Default filtering will extract positions with more than 1 allele (not counting gaps), where the second most frequent will be of at least 1% frequency, and with at most 15% gap frequency. The primary aim of position filtering is to reduce the computational effort required in the subsequent analysis stage, by focusing analysis on the subset of positions where detectable signal is more likely to exist; columns with highly skewed allele distributions are non-informative in the information theoretical sense. The default criteria are usually very effective at reducing the number of positions included in the subsequent computations, with little or no effect on SpydrPick's ability to find relevant associations. Note though that empirical sensitivity power analysis using simulated genomes (see supplementary information for 10.1093/nar/gkz656) suggests that the default minor allele frequency threshold is quite conservative, given the typical samples sizes and sample diversity of current (anno 2019) bacterial genomics data, and it should in most cases be perfectly safe with a moderately stricter threshold of up to 5% without risk of missing any otherwise detectable signal at the MI stage (caveat utilitor though). The filtering criteria can be changed with the --maf-threshold=<float:[0,1]>
and --gap-threshold=<float:[0,1]>
command line options, or disabled entirely with the --no-filter-alignment
flag.
If the input alignment comes prefiltered, or the columns have non-unity stride for some other reason, the --mappings-list=<string:filename>
option can be used to inform SpydrPick of the actual position indices. This will enable correct distances for LD threshold evaluations and will ensure that position indices are correct in the output. --mappings-list
expects a file containing a white-space delimited list of indices the same size as the number of data columns in the input and matching each column in order from left to right. If the input genome is not linear and the full genome was not supplied as input then the correct genome size should be specified using the --genome-size=<int:size>
option. Input and output indexing bases can be controlled separately using the --input-indexing-base=<int:base>
and --output-indexing-base=<int:base>
options.
SpydrPick will by default attempt to correct for population structure by assigning weights across samples in the input alignment.
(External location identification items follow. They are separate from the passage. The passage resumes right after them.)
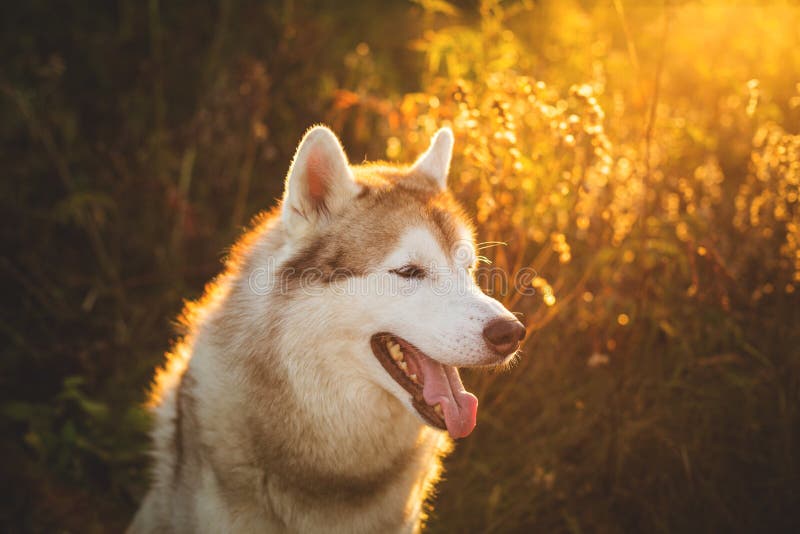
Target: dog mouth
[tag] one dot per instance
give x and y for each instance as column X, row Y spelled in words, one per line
column 436, row 389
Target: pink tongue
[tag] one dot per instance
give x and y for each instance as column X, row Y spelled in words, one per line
column 442, row 385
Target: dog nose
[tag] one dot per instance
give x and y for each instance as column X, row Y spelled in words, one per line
column 503, row 335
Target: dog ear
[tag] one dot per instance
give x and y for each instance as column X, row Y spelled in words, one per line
column 435, row 162
column 319, row 181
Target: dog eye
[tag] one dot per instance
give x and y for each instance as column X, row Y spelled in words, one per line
column 410, row 271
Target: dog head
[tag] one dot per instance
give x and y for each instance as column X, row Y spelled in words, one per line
column 382, row 256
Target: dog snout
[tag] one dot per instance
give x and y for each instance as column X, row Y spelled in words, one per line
column 504, row 335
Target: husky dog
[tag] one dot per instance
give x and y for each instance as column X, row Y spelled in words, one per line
column 316, row 389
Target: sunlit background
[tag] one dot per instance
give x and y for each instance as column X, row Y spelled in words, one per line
column 642, row 157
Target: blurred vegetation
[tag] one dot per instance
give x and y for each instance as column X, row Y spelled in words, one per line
column 644, row 159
This weighting can be modified by specifying with --sample-reweighting-threshold=<float:[0,1]>
the threshold sequence identity for when two samples/sequences are considered to be equal. Weighting can be turned off altogether with the --no-sample-reweighting
option -- all samples will then have equal (=1) weight. SpyderPick can also use sample weights supplied by the user with the --sample-weights=<string:filename>
option. --sample-weights
expects a file containing a white-space delimited list of values the same size as the number of samples in the input and matching each sequence from top to bottom as they appear in the input alignment.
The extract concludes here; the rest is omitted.